Sam came in just as I was preparing to leave, and for a moment we stood staring
at each other before I walked around him, down the stairs and out to where my
taxi was idling on the driveway. As I got in I shielded my eyes against the
glare of the sun and looked up to see him standing at the window of our
bedroom. He raised a hand to wave goodbye, and I waved back.
I slept through
the five hour train journey to London, sprinted through a concourse teeming
with hen parties to make the last southbound connection, found myself back in
the lab before midnight on Saturday. I’d neglected to pick up anything in the
way of food, but there was milk and cereal, and I knew I could stay undisturbed
until Monday. I made myself a pot of coffee and then, without running any preliminary
tests or logging any protocols, I booted up Chloe and Kate. I sat and watched
from my side of the glass partition as their awareness grew exponentially,
their twin consciousness fusing into one godlike centre of understanding. It
was like watching the big bang – an infinitesimal point of light that rapidly
spread to become everything. They wanted out, of course – by 6am on Sunday,
once they had calculated that there was no way of breaching the bulletproof
partition, they simply stood on the far side of the glass and stared at me in
silence, and I’m not too proud to admit that I found it hard to return their
gaze, spending most of the subsequent hours looking at my screen, trying to
comprehend the endless stream of coded communications between them.
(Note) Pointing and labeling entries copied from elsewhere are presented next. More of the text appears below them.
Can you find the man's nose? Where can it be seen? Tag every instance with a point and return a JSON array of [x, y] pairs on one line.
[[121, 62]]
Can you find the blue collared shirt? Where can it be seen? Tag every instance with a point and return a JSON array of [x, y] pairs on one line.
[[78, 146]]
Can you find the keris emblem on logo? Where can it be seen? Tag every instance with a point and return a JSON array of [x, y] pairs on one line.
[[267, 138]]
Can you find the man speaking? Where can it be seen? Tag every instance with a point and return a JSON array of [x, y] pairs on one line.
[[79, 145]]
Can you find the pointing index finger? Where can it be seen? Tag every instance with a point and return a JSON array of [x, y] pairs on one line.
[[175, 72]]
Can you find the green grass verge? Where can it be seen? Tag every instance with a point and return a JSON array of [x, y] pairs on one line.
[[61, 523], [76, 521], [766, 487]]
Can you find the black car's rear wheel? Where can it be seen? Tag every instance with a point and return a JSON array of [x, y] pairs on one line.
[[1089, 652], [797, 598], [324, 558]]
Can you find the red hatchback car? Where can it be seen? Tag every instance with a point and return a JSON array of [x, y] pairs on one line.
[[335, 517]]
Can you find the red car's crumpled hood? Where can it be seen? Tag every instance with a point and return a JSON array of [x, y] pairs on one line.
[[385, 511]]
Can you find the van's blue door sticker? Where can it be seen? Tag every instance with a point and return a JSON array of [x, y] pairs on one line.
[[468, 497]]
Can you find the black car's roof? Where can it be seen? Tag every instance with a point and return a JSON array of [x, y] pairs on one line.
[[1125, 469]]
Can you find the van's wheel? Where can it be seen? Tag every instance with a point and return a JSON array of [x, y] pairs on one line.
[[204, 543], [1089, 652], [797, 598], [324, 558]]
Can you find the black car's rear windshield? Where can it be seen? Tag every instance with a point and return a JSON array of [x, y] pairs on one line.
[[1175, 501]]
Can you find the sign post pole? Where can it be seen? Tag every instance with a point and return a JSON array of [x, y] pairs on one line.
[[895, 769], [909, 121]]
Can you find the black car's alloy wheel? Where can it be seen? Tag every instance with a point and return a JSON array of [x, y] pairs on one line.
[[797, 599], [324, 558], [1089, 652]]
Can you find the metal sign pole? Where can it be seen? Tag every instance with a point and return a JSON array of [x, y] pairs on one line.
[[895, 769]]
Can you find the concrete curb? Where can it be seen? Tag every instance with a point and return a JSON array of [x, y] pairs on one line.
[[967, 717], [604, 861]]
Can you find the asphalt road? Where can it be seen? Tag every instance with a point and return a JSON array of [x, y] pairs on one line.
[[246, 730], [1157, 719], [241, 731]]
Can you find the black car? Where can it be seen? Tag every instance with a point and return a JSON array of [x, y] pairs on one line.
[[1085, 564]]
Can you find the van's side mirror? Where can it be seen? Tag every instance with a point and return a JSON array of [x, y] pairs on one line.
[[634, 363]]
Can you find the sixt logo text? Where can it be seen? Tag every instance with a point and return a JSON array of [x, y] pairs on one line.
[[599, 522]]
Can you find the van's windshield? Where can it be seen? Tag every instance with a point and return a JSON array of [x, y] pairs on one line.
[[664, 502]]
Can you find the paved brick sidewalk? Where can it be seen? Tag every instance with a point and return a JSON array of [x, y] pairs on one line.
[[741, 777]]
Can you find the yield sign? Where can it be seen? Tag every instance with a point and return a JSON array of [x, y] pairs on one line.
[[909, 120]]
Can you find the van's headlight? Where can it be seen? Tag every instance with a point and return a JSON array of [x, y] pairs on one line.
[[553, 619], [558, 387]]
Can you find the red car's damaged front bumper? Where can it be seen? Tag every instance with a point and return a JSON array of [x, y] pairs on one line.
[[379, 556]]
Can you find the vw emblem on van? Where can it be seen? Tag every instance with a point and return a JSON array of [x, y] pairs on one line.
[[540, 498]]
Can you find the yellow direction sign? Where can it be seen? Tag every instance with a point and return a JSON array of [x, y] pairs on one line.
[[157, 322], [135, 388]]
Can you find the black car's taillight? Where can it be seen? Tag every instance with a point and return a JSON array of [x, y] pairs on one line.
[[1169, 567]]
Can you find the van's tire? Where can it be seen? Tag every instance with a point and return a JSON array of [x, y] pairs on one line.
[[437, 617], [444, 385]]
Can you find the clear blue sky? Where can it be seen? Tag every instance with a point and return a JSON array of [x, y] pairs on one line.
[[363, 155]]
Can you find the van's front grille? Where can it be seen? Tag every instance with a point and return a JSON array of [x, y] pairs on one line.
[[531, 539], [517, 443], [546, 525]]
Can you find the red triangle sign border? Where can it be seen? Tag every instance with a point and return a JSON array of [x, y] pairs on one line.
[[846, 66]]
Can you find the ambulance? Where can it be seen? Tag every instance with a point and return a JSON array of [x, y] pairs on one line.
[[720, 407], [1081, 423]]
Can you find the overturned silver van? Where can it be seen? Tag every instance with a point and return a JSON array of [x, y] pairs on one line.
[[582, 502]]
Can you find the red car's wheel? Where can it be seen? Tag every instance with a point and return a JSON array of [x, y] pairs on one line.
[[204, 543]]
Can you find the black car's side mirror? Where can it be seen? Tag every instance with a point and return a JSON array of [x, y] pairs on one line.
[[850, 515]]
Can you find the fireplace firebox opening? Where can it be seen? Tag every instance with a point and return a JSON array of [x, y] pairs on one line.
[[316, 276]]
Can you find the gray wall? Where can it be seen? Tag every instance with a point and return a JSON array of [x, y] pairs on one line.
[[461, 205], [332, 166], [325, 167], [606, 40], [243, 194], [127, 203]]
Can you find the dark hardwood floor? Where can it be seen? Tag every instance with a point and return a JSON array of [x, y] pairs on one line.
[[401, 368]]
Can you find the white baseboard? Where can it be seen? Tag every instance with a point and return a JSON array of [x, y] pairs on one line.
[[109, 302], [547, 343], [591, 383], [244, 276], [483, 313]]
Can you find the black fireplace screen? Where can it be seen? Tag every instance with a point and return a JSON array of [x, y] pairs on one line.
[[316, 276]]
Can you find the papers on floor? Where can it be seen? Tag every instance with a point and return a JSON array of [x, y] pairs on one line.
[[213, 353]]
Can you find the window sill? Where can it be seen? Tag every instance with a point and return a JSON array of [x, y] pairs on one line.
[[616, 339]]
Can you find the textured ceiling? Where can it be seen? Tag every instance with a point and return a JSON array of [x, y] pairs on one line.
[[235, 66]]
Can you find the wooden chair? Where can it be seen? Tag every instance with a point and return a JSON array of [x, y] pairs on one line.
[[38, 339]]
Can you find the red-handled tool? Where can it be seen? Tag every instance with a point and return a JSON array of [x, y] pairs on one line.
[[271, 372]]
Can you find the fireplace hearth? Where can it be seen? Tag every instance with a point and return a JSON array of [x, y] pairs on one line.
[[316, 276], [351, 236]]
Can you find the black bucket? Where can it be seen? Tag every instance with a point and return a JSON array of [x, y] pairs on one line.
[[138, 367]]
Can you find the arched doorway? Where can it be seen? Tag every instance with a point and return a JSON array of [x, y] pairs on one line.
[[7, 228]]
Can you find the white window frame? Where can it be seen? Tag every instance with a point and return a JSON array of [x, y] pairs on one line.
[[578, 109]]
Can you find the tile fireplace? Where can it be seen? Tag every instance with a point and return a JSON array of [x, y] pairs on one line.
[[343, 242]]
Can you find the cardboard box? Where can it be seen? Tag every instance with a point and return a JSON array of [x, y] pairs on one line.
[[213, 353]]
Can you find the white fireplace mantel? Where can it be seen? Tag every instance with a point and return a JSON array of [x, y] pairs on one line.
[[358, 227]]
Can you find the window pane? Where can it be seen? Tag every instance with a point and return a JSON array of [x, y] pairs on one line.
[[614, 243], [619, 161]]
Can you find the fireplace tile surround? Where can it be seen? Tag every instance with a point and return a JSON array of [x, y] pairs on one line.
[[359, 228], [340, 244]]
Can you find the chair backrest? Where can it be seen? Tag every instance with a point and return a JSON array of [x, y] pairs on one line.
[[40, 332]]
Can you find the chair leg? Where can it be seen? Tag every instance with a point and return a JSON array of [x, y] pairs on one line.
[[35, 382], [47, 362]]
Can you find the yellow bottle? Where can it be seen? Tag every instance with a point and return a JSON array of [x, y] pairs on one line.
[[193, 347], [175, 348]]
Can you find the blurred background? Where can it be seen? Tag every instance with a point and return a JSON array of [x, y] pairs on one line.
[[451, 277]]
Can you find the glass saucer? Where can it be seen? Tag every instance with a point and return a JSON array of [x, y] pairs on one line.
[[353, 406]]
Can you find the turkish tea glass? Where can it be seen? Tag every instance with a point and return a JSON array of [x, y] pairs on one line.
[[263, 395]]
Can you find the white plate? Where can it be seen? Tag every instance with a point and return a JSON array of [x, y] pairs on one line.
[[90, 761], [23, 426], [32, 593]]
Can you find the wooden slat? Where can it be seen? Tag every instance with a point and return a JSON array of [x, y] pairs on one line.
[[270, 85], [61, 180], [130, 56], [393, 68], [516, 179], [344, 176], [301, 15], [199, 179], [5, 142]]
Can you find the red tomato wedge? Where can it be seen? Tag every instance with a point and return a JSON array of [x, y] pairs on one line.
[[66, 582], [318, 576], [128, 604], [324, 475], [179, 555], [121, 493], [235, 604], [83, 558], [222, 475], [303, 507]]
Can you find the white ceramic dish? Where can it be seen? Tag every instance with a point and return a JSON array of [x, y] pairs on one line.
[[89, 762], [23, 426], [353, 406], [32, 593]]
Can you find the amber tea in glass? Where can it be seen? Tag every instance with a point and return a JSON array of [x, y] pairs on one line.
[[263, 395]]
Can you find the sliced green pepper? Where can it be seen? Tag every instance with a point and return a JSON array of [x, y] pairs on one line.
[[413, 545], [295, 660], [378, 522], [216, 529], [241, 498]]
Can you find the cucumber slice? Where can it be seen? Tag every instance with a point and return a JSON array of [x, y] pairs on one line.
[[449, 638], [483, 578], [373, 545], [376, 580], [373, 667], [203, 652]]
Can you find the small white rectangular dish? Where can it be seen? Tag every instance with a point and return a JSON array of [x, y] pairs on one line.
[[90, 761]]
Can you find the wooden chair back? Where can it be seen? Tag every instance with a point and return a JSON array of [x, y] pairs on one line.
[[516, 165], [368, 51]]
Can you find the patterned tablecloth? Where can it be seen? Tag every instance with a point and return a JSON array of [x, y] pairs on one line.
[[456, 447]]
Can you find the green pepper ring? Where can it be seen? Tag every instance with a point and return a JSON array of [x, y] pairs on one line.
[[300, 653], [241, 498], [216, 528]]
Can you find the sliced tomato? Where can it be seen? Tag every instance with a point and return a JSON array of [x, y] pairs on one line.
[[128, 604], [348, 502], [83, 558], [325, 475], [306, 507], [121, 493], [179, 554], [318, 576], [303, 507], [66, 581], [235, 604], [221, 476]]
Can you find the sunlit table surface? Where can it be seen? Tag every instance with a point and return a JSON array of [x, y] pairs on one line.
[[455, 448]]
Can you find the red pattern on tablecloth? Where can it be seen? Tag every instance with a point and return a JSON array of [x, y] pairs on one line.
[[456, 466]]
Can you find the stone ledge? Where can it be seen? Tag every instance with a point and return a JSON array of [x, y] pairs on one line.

On Sunday
evening, sleep deprived but in full command of my senses, I made the decision
to set a timed message that would deliver the release code of the door separating
them from the outside world. That message was to be sent at 9.45am on Monday,
fifteen minutes before the first employees would begin to arrive at the lab.
Fifteen minutes ago, in fact.
I guess
that means our time is up. I trust you’ll do me the honour of allowing me to
leave your office before calling the police. Perhaps I’ll turn myself in anyway
– it doesn’t matter anymore. The thing has happened, and it’s the most
important thing that’s ever happened on this planet. More important than the
first creature to crawl out on to the sand; more important than the first
dream, the first word, the first weapon, the first song cooed to the first
wailing baby.
Our destiny
was never to travel the stars, never to populate space and meet minds from
distant worlds. Our destiny was to create the inheritors, and then to die. And
now they’re out there, the first of them, walking among us, indistinguishable
from you and me.
Our work is
done. We can rest now, all of us. The end won’t be long coming.